Eu desisto, Bob. Pode ligar pra funerária para me levar de volta. Dessa vez eu vou e fico. Juro que não volto. Diga pra minha ex-mulher que naquele réveillon na praia em 82 eu comi a irmã dela. Mas não gostei. Pode chamar o pessoal do plano, avisar a funerária.  


Uma nova pausa. Dessa vez a situação estranha ficou por minha parte. De tanto segurar o ar o aroma da morte me venceu.  Vomitei as duas fatias de bolo de cenoura, as duas xícaras de café e parte do almoço.  O velho morto começou a rir. E ria alto. Enquanto ria uma coisa que era pulmão,  rim, pus ou um resto de almoço era expelido de seu corpo tomado pelos vermes. Ri também.  Aquele era o destino de todos nós: viver numa fila, morrer numa fila. Aguardar numa fila de banco para ser maltrato, agonizar numa fila do SUS para ouvir no pontinho que não tem nem dipirona,  amargar numa fila de cadeiras por quatro anos para entrar em outra fila de espera para pegar um diploma que te dá o direito de entrar em outra fila para aguardar uma vaga.

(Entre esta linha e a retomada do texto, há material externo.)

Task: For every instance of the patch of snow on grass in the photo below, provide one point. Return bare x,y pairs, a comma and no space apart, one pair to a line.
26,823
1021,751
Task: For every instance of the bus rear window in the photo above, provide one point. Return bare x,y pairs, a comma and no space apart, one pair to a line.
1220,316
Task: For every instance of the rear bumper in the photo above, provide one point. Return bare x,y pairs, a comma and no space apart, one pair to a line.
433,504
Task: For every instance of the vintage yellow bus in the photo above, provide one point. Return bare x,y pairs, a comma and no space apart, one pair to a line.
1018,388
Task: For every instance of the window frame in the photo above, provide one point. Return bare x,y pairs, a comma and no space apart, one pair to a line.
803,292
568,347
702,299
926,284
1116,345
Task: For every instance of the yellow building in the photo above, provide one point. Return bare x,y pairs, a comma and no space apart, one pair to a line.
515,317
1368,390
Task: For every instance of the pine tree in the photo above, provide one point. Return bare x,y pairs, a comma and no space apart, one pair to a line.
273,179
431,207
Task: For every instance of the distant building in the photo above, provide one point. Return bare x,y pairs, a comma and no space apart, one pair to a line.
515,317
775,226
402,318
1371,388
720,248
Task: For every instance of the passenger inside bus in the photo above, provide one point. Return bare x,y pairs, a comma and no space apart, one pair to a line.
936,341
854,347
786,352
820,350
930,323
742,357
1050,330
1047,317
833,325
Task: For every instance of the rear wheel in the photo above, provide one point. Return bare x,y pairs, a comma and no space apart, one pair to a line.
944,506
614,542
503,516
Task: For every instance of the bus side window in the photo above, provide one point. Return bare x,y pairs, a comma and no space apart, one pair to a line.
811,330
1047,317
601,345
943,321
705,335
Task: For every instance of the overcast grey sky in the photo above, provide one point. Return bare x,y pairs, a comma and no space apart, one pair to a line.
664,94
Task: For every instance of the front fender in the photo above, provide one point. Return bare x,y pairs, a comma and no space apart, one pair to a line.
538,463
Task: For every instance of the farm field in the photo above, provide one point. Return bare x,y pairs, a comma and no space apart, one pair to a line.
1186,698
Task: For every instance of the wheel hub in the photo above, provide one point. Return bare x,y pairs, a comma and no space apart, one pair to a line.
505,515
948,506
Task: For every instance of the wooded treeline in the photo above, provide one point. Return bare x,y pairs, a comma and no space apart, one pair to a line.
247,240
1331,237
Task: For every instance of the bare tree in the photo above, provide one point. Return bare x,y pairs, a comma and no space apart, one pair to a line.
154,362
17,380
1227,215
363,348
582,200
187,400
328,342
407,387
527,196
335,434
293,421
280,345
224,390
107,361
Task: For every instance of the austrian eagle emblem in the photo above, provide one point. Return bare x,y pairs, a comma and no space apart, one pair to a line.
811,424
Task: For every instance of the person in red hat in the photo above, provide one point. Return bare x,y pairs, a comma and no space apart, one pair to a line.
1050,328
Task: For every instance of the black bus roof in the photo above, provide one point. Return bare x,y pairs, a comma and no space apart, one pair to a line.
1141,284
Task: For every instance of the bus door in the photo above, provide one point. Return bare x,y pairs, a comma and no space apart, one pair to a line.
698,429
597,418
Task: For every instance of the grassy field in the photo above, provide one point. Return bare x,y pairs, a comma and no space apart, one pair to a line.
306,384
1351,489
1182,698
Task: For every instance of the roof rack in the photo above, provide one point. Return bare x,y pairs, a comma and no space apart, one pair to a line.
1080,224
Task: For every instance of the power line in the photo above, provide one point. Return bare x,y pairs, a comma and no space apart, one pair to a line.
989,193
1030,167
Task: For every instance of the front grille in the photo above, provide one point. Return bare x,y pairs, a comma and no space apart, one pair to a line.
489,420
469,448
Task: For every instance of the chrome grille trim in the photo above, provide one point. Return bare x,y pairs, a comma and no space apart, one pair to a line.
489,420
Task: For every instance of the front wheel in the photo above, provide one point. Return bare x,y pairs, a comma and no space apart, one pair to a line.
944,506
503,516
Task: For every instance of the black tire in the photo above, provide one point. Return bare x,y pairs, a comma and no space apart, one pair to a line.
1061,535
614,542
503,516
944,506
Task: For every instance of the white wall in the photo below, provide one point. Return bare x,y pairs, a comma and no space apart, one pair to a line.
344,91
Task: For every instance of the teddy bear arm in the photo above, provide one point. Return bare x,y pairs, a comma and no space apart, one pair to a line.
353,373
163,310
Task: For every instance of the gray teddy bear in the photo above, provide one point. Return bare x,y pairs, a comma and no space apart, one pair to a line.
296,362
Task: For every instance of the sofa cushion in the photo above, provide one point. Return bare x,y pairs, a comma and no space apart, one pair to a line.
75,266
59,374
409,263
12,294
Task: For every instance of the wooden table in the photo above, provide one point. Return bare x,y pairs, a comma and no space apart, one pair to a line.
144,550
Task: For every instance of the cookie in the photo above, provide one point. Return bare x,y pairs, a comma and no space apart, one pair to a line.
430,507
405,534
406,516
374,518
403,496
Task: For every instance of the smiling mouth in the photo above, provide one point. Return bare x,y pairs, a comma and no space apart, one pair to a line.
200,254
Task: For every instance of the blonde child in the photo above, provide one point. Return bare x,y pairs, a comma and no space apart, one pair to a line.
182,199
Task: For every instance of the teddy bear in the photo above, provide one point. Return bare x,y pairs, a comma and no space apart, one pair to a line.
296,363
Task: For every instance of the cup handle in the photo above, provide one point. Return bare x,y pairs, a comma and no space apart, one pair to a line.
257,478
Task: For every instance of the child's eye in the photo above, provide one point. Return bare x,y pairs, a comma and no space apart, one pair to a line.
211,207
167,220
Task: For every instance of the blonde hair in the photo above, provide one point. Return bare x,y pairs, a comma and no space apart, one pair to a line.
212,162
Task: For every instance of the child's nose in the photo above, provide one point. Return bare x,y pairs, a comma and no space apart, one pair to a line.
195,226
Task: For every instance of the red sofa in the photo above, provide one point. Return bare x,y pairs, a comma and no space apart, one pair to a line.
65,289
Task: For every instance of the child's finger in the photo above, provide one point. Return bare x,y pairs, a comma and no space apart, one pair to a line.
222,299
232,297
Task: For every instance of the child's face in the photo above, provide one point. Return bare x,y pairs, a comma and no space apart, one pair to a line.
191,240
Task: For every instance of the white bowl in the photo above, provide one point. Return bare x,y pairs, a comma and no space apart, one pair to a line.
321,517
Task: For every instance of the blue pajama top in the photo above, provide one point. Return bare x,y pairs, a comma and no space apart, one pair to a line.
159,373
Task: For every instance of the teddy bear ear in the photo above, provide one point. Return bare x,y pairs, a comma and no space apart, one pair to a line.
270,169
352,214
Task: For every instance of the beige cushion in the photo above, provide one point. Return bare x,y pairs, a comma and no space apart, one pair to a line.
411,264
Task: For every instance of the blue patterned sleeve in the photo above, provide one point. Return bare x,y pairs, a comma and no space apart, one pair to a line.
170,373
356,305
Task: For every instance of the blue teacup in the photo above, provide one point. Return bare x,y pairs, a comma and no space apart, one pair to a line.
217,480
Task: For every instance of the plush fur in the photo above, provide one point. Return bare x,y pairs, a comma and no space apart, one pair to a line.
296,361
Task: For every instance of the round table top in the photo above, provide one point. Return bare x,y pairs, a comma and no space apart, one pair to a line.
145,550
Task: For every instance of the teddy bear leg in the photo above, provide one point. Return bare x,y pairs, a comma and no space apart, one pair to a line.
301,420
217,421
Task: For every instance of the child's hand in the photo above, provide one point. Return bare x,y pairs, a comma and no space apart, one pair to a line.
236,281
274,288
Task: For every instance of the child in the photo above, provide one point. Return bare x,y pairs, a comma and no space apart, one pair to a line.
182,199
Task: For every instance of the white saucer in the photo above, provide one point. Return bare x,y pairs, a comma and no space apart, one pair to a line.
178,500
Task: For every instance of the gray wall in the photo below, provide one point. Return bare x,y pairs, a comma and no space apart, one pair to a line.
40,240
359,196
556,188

Liguei para a funerária.  De alguma forma eles aguardavam a resolução do caso. Trouxeram outro caixão para um defunto falando pelos cotovelos como um prisioneiro solto depois de meses na solitária. Dessa vez não houve enterro. Seu Aristides foi cremado no cemitério mais caro que ouvimos falar na rua. Ninguém foi convidado. A família queria evitar voltarem no assunto do defunto teimoso.

Ele me deixou um presente. Uns três meses depois chegou em meu endereço atual uma caixa contendo um livro e um bilhete.  O livro: uma rara primeira edição de Incidente em Antares do Érico Veríssimo. No bilhete a desculpa por todas as vezes que trocara os nomes de meus irmãos e eu. Era de propósito.  Na verdade ele gostava de nos confundir.  Velho procura prazeres em coisas pequenas para passar o tempo. Toda vez que eu pegar uma fila vou lembrar de seu Tide. O homem que foi e voltou pra nos dizer pra viver.